CPU bug makes virtually all chips vulnerable

Brendan · Post by **Brendan** » Wed Jan 03, 2018 11:46 pm

Hi,

~ wrote:How do the patches for these vulnerabilities actually work (Meltdown/Spectre)? Are they really just a separation of page tables for kernel and programs?

Currently; for systems without PCID, whenever the kernel is returning to CPL=3 it sets the pages to almost everything in kernel space to "not present", and then when anything causes a switch from CPL=3 back to CPL=0 the kernel restores all of its pages back to "present". For systems with PCID, kernel and the process each have their own "address space ID", and when kernel is returning to CPL=3 it changes the current address space ID to the process' address space ID, and when anything causes a switch from CPL=3 back to CPL=0 the kernel changes the current address space ID to the kernel's address space ID.

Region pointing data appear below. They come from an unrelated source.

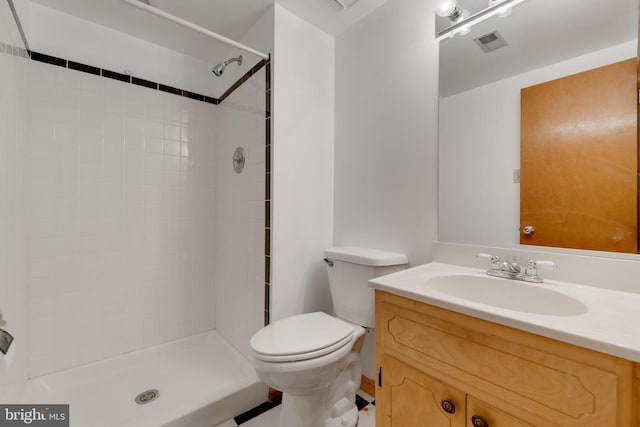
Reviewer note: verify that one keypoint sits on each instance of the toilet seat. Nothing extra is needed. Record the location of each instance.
(301, 337)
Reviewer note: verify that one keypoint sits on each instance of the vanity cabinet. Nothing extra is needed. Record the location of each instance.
(441, 368)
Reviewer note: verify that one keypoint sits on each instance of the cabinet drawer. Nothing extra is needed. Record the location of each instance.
(493, 416)
(411, 398)
(521, 372)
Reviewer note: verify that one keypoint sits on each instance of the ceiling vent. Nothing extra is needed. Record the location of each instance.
(490, 41)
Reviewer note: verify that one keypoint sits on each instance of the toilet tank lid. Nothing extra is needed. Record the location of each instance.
(365, 256)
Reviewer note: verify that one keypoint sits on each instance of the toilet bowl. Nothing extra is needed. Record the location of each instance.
(314, 358)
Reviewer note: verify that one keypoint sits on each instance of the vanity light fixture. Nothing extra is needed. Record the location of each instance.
(450, 9)
(463, 25)
(504, 11)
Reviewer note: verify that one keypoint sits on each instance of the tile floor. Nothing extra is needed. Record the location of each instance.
(271, 417)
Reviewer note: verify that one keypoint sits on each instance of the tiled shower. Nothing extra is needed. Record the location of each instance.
(123, 223)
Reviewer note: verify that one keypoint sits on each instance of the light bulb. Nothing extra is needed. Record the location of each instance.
(446, 8)
(464, 30)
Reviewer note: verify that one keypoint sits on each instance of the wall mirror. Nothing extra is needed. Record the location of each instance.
(480, 112)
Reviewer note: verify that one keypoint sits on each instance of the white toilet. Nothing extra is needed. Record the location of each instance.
(314, 358)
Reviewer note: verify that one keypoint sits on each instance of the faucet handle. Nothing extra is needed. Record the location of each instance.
(487, 257)
(494, 259)
(531, 271)
(546, 265)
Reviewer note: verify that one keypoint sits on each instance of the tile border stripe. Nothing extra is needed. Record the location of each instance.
(18, 24)
(126, 78)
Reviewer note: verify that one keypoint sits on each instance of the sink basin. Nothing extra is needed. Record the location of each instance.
(510, 294)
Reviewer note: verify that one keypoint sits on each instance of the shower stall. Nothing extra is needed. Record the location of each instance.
(134, 252)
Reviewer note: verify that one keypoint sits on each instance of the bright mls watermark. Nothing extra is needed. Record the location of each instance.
(34, 415)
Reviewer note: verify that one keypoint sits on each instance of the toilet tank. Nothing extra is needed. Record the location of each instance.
(350, 269)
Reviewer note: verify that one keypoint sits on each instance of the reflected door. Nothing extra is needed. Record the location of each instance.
(579, 160)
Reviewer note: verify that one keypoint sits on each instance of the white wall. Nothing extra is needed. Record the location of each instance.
(386, 131)
(13, 249)
(480, 148)
(386, 142)
(303, 116)
(88, 43)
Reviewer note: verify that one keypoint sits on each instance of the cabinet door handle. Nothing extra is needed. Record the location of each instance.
(448, 406)
(478, 421)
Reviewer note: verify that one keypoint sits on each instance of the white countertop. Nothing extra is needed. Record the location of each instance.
(611, 323)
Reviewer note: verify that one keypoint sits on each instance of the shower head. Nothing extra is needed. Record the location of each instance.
(219, 69)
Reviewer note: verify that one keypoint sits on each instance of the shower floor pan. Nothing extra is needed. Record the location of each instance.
(200, 381)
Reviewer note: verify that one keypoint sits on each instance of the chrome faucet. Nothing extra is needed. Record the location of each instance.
(511, 270)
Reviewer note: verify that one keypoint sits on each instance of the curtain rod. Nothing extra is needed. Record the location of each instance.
(194, 27)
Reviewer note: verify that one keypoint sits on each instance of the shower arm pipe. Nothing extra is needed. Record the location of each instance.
(194, 27)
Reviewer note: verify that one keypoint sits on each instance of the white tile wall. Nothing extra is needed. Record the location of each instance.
(240, 215)
(122, 222)
(119, 197)
(13, 250)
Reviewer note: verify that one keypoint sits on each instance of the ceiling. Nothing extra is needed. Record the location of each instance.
(538, 33)
(230, 18)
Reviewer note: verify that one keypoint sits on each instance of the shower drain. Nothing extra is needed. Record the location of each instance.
(147, 396)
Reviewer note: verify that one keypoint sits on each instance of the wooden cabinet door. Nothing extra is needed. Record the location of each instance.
(410, 398)
(579, 160)
(493, 416)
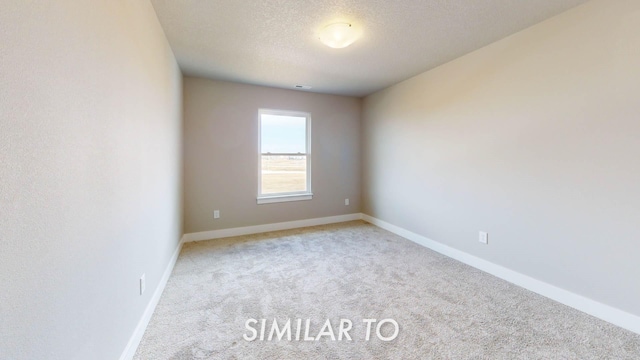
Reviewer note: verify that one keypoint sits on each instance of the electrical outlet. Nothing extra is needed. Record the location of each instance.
(142, 284)
(483, 237)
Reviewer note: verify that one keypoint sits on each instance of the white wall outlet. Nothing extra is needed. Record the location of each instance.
(143, 285)
(483, 237)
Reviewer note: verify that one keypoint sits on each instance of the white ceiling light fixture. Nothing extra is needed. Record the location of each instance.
(338, 35)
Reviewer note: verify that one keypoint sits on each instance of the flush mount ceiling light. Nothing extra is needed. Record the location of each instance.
(338, 35)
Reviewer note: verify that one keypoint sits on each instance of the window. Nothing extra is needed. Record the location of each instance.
(285, 156)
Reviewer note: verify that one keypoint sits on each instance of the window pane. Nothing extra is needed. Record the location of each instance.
(282, 174)
(283, 134)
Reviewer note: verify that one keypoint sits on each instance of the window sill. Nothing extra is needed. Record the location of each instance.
(284, 198)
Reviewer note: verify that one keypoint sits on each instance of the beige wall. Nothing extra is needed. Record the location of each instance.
(221, 154)
(534, 139)
(90, 183)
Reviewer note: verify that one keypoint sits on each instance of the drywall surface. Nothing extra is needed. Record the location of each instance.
(221, 154)
(90, 173)
(533, 139)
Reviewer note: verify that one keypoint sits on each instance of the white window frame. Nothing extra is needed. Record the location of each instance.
(288, 196)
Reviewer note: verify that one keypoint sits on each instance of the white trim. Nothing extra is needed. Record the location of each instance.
(602, 311)
(216, 234)
(284, 198)
(136, 337)
(307, 154)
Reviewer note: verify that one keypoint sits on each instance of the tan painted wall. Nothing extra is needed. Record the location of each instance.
(534, 139)
(90, 173)
(221, 154)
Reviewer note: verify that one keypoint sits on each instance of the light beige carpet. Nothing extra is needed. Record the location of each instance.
(355, 271)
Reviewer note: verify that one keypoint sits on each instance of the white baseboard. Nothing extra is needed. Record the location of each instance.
(136, 337)
(247, 230)
(604, 312)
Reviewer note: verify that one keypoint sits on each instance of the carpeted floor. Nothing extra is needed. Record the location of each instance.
(356, 271)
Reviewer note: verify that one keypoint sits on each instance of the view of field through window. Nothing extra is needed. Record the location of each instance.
(284, 173)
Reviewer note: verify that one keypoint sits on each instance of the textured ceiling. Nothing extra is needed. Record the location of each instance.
(275, 42)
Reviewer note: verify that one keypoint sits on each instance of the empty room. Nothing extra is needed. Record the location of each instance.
(297, 179)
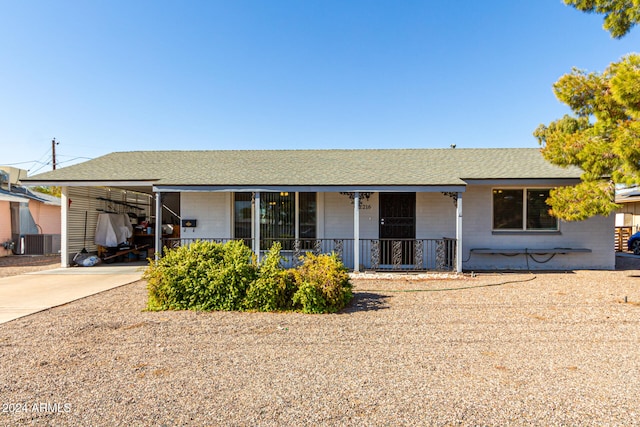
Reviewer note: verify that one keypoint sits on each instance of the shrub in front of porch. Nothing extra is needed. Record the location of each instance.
(274, 288)
(201, 276)
(323, 284)
(212, 276)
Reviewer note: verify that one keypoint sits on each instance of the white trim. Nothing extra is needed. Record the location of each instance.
(64, 224)
(459, 233)
(92, 183)
(525, 204)
(356, 232)
(258, 213)
(158, 236)
(296, 215)
(313, 188)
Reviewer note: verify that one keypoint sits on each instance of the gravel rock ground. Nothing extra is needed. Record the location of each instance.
(509, 349)
(15, 265)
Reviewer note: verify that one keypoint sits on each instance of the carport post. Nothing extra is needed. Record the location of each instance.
(356, 232)
(64, 227)
(158, 237)
(459, 233)
(256, 225)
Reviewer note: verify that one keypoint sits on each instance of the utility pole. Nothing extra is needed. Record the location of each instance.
(53, 150)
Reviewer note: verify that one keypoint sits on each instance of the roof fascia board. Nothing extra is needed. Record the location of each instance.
(91, 183)
(524, 181)
(12, 198)
(317, 188)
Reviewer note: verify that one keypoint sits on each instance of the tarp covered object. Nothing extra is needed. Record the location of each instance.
(112, 229)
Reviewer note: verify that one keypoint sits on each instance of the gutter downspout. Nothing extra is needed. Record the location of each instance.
(459, 233)
(356, 232)
(158, 236)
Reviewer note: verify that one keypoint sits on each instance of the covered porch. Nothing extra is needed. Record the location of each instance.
(375, 229)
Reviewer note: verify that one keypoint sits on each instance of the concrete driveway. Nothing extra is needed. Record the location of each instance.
(33, 292)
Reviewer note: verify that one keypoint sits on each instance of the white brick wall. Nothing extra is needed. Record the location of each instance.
(595, 234)
(211, 210)
(435, 219)
(435, 216)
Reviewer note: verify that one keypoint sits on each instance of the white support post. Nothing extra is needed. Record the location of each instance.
(64, 228)
(256, 224)
(296, 221)
(459, 233)
(356, 232)
(158, 237)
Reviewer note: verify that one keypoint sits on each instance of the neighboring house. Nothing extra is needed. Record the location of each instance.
(30, 222)
(627, 216)
(401, 209)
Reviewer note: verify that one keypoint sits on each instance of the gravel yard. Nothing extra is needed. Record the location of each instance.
(510, 349)
(14, 265)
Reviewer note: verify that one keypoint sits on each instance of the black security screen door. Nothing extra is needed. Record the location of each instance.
(398, 224)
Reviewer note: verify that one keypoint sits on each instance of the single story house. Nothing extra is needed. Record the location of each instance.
(378, 209)
(29, 220)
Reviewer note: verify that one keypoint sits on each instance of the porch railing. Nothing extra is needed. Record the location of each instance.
(374, 254)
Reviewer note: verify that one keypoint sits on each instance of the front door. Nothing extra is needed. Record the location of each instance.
(397, 228)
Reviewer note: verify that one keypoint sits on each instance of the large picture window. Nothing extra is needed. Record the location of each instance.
(522, 209)
(277, 217)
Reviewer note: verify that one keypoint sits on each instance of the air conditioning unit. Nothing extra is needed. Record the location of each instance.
(37, 244)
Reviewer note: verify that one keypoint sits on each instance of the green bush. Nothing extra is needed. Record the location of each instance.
(274, 288)
(213, 276)
(323, 284)
(201, 276)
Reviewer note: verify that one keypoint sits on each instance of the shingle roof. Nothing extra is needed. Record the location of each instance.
(313, 167)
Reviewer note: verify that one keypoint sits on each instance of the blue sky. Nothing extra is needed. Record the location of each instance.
(111, 75)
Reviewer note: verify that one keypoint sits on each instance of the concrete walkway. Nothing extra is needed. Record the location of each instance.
(33, 292)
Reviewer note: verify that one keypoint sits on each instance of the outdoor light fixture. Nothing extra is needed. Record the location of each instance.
(352, 196)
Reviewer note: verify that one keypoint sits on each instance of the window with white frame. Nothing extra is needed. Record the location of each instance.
(278, 212)
(519, 209)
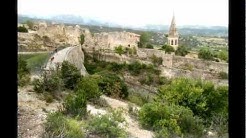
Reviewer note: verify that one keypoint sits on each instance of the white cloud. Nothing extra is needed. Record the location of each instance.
(137, 12)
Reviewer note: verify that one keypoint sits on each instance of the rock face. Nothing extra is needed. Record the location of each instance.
(73, 55)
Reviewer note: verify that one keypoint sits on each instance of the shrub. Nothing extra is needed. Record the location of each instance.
(205, 54)
(223, 75)
(107, 125)
(181, 51)
(169, 120)
(156, 60)
(75, 104)
(149, 46)
(197, 95)
(70, 75)
(120, 50)
(90, 86)
(82, 39)
(57, 125)
(23, 72)
(223, 55)
(168, 49)
(22, 29)
(135, 68)
(112, 85)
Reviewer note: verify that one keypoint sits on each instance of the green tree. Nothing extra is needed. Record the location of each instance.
(30, 24)
(22, 29)
(89, 85)
(144, 39)
(181, 51)
(70, 75)
(120, 50)
(206, 54)
(223, 55)
(82, 39)
(167, 48)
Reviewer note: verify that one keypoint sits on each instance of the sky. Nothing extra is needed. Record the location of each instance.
(134, 12)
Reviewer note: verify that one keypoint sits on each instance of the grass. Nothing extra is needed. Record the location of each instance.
(35, 61)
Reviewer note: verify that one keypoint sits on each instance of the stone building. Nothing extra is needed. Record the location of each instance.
(173, 35)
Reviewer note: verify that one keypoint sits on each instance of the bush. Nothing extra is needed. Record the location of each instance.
(70, 75)
(156, 60)
(135, 68)
(112, 85)
(23, 72)
(82, 39)
(120, 50)
(57, 125)
(107, 125)
(181, 51)
(90, 86)
(169, 120)
(168, 49)
(223, 75)
(149, 46)
(199, 96)
(22, 29)
(223, 55)
(76, 104)
(205, 54)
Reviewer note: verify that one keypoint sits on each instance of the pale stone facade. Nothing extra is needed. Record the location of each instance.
(173, 36)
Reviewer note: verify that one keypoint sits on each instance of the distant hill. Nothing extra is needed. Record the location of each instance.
(98, 25)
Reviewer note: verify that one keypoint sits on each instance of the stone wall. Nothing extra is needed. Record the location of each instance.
(76, 57)
(110, 40)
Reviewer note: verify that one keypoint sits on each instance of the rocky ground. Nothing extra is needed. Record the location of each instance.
(32, 112)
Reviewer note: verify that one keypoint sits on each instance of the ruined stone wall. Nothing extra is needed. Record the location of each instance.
(76, 57)
(111, 40)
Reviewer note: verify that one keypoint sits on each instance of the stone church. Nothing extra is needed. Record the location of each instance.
(173, 35)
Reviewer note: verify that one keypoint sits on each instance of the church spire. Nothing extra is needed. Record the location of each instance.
(173, 29)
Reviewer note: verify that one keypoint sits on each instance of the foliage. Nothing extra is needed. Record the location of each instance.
(223, 75)
(23, 72)
(181, 51)
(70, 75)
(168, 49)
(82, 39)
(149, 46)
(223, 55)
(75, 103)
(89, 85)
(156, 60)
(57, 125)
(120, 50)
(169, 120)
(107, 125)
(111, 85)
(196, 95)
(135, 68)
(144, 39)
(22, 29)
(30, 24)
(205, 54)
(138, 98)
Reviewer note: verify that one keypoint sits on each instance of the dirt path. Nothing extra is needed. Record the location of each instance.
(133, 127)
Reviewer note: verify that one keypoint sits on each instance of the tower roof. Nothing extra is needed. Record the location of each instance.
(173, 30)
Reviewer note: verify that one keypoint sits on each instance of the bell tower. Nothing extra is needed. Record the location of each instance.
(173, 36)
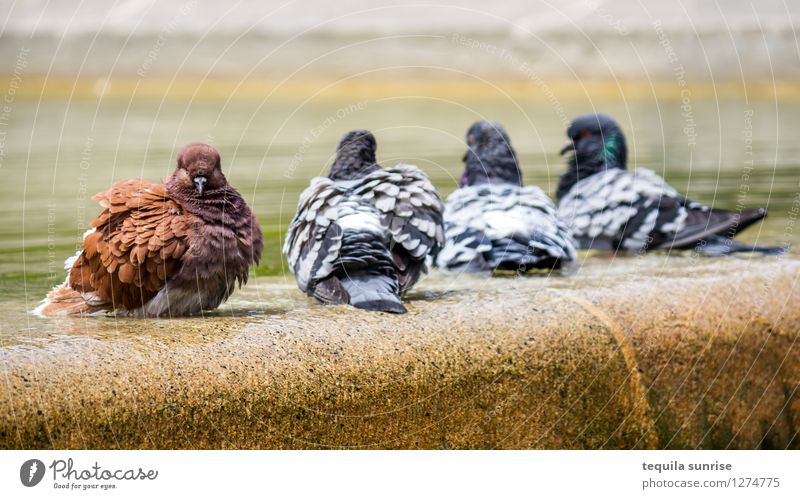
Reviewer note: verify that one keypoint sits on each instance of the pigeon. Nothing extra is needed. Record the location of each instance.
(171, 249)
(362, 234)
(608, 207)
(493, 222)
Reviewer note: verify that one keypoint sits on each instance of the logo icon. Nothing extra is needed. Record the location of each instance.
(31, 472)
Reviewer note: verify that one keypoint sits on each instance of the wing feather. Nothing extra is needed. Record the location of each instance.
(136, 245)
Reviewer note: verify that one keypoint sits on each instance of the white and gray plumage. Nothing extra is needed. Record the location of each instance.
(492, 222)
(608, 207)
(362, 234)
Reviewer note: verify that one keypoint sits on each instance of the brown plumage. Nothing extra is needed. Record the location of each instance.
(163, 249)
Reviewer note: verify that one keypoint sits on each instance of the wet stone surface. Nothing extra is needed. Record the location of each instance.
(648, 352)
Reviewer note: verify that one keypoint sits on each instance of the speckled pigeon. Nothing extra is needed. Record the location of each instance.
(608, 207)
(362, 234)
(492, 221)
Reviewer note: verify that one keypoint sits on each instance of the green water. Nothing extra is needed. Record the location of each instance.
(57, 153)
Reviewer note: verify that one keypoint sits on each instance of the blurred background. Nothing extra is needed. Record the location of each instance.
(94, 92)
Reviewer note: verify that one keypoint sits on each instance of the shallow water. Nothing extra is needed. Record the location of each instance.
(57, 153)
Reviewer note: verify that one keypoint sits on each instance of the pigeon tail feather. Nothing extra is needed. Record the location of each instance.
(373, 291)
(65, 301)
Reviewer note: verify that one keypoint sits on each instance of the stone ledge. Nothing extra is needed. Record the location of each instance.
(703, 354)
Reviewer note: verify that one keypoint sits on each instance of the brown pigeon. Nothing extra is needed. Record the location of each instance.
(169, 249)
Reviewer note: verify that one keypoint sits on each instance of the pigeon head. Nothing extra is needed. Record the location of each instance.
(489, 157)
(597, 144)
(198, 171)
(355, 156)
(597, 140)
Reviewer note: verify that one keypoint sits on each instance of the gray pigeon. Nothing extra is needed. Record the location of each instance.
(492, 221)
(361, 235)
(608, 207)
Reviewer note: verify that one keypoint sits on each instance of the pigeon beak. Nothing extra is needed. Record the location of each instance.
(199, 184)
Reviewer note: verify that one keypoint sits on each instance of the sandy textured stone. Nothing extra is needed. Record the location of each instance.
(645, 353)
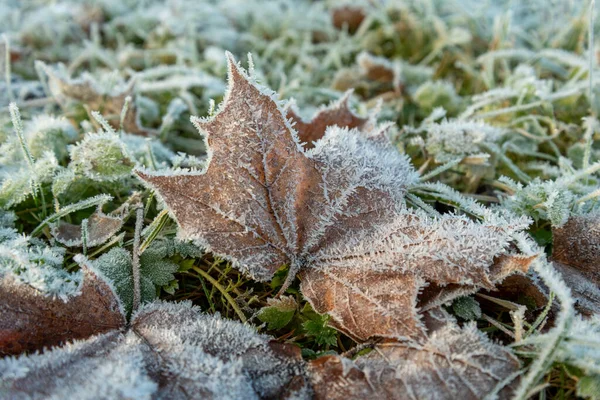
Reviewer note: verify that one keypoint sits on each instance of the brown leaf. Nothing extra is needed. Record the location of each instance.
(173, 351)
(31, 321)
(336, 212)
(347, 16)
(453, 363)
(364, 304)
(576, 255)
(86, 91)
(336, 114)
(101, 227)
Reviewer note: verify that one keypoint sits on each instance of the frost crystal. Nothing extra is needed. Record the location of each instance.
(171, 351)
(335, 212)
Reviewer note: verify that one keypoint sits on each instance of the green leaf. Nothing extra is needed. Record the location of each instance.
(466, 308)
(320, 331)
(589, 387)
(279, 312)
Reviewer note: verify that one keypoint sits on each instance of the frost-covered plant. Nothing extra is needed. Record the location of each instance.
(101, 156)
(513, 86)
(33, 262)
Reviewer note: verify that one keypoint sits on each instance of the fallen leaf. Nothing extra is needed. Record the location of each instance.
(335, 212)
(30, 321)
(576, 255)
(87, 91)
(452, 363)
(336, 114)
(348, 17)
(173, 351)
(100, 228)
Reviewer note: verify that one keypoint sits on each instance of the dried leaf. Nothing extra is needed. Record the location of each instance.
(336, 114)
(336, 211)
(452, 363)
(171, 351)
(86, 90)
(30, 321)
(576, 255)
(348, 17)
(100, 228)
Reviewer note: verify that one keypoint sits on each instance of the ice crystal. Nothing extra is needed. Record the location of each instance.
(101, 156)
(336, 212)
(171, 351)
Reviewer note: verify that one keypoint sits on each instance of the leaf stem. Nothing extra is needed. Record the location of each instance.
(221, 289)
(139, 221)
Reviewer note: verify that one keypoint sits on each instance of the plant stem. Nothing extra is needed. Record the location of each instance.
(221, 289)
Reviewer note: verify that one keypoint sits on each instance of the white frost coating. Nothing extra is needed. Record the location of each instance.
(453, 139)
(33, 263)
(172, 351)
(101, 156)
(446, 248)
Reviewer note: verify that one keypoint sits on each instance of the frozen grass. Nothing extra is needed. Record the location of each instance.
(494, 102)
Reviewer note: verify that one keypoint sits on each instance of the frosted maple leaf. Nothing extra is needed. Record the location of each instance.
(336, 213)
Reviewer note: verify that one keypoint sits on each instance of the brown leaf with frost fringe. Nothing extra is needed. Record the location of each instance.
(170, 351)
(452, 363)
(334, 212)
(576, 255)
(31, 321)
(336, 114)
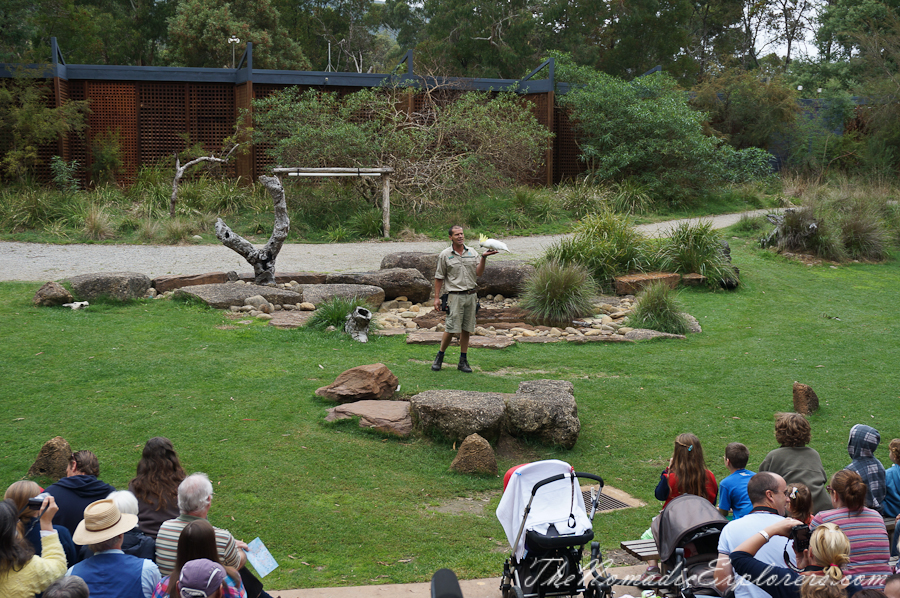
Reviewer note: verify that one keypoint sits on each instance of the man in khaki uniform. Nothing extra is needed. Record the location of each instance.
(458, 267)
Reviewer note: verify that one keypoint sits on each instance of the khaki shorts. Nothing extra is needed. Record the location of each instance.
(462, 313)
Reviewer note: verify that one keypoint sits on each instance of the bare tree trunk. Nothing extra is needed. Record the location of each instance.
(262, 260)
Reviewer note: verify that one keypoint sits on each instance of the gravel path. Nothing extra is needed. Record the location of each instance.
(43, 262)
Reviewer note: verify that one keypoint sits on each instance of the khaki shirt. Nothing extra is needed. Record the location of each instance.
(457, 271)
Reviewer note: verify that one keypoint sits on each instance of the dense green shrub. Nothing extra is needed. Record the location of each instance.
(557, 293)
(656, 307)
(696, 248)
(606, 244)
(641, 130)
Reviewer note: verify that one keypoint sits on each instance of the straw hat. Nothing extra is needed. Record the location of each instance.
(102, 521)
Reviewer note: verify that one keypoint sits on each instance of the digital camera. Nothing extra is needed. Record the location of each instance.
(800, 534)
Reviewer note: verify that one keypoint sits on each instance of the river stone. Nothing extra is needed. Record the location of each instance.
(425, 263)
(475, 455)
(123, 286)
(396, 282)
(456, 414)
(544, 410)
(391, 417)
(503, 278)
(51, 294)
(362, 383)
(52, 460)
(320, 293)
(223, 296)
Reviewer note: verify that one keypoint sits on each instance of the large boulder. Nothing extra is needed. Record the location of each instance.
(52, 460)
(504, 278)
(364, 382)
(51, 294)
(396, 282)
(544, 410)
(116, 285)
(456, 414)
(223, 296)
(425, 263)
(390, 417)
(320, 293)
(475, 455)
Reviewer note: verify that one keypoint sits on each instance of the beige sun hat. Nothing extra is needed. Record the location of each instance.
(102, 521)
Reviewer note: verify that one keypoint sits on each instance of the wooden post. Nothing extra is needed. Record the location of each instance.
(386, 204)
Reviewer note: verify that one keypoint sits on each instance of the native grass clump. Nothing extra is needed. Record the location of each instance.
(697, 248)
(838, 221)
(607, 245)
(656, 307)
(439, 140)
(558, 293)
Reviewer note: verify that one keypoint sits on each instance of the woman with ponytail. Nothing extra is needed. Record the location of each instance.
(869, 545)
(820, 567)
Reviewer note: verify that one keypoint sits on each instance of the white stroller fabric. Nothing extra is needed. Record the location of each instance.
(552, 504)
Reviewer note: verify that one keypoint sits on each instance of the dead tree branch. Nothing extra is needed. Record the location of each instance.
(262, 260)
(180, 170)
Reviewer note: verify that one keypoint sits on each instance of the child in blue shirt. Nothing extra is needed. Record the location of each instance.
(733, 489)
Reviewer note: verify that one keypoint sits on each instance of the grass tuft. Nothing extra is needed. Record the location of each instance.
(558, 293)
(657, 308)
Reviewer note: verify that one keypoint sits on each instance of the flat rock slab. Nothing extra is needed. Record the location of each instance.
(633, 283)
(290, 319)
(642, 334)
(163, 284)
(223, 296)
(600, 338)
(479, 342)
(391, 417)
(283, 277)
(117, 285)
(320, 293)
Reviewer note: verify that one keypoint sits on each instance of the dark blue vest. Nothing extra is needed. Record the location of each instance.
(112, 575)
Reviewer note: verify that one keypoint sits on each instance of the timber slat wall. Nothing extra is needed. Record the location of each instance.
(153, 108)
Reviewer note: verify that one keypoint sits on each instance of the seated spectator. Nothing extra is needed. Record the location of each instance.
(22, 574)
(110, 573)
(795, 461)
(67, 587)
(769, 495)
(733, 489)
(799, 503)
(78, 489)
(198, 541)
(861, 445)
(869, 549)
(201, 578)
(135, 542)
(156, 485)
(20, 492)
(820, 576)
(194, 501)
(892, 586)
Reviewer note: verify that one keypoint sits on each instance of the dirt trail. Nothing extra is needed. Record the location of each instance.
(43, 262)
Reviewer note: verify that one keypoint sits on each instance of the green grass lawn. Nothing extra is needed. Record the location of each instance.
(337, 505)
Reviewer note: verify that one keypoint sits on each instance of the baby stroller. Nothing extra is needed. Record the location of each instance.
(547, 523)
(687, 535)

For both cases there's a small piece of the kernel that contains the kernel's entry points and exit points, that can't be protected because it contains the code to adjust the current address space (but the small piece that can't be protected doesn't contain any sensitive data either, so that's not really a problem).

This works by making it impossible for the CPU to determine the physical address to speculatively fetch data from.

Note: I'm not sure how small the "small piece of the kernel" actually is. Windows is closed source (and hasn't been patched yet?), and I'm too lazy to look at the Linux patches.

Cheers,

Brendan

davidv1992 · Post by **davidv1992** » Thu Jan 04, 2018 2:54 am

For those interested, the papers have been published now at https://spectreattack.com/

Solar · Post by **Solar** » Thu Jan 04, 2018 3:30 am

After quickly skimming the above link (thank you davidv1992):

Sik wrote:
Solar wrote:Apparently there is no way to fix this in hardware / firmware.
AMD is not affected so it's clearly avoidable.

Correction:

AMD is affected by Spectre.

It is unclear if AMD is affected by Meltdown.

The same, by the way, is true for ARM CPUs.

Octacone · Post by **Octacone** » Thu Jan 04, 2018 5:35 am

But what can we (as OS developers) do about it? Is it really that painful to fix?

~ · Post by ~ » Thu Jan 04, 2018 6:01 am

We would probably need to be able to fully reproduce the bugs or we might be solving nothing if we don't fully know what's happening and how to avoid it.

As I said I would start by doing the following:

- Disable the CPU cache fully. Most OSes here don't use the cache due to their beginner-level simplicity. When we learn to use the cache efficiently, we can selectively invalidate the whole cache and wait a time for the cache flush operation to complete, when we don't want data leak. We could add cases to the kernel, like flushing the cache every 15 or 30 seconds, or when using hashing/criptography APIs, for the things that would trigger a full cache flush.

- Provide APIs to set the program configuration to invalidate the cache every time it's switched by the multitasking system, and also a flag to invalidate it if it's run as root/administrator.

This measure should be something that could be enabled or disabled for efficiency, but in all cases we must understand it to make possible, for example, to come up with highly optimized Assembly tricks that take advantage on the behavior of a CPU and that use it to implement robust code that intrinsically avoids this problem by the way it uses the cache usefully, not just trying to stop an undesired side effect of the behavior of the CPU implementation. Always implement for functionality, not merely to patch flaws which would actually make for a poorer code.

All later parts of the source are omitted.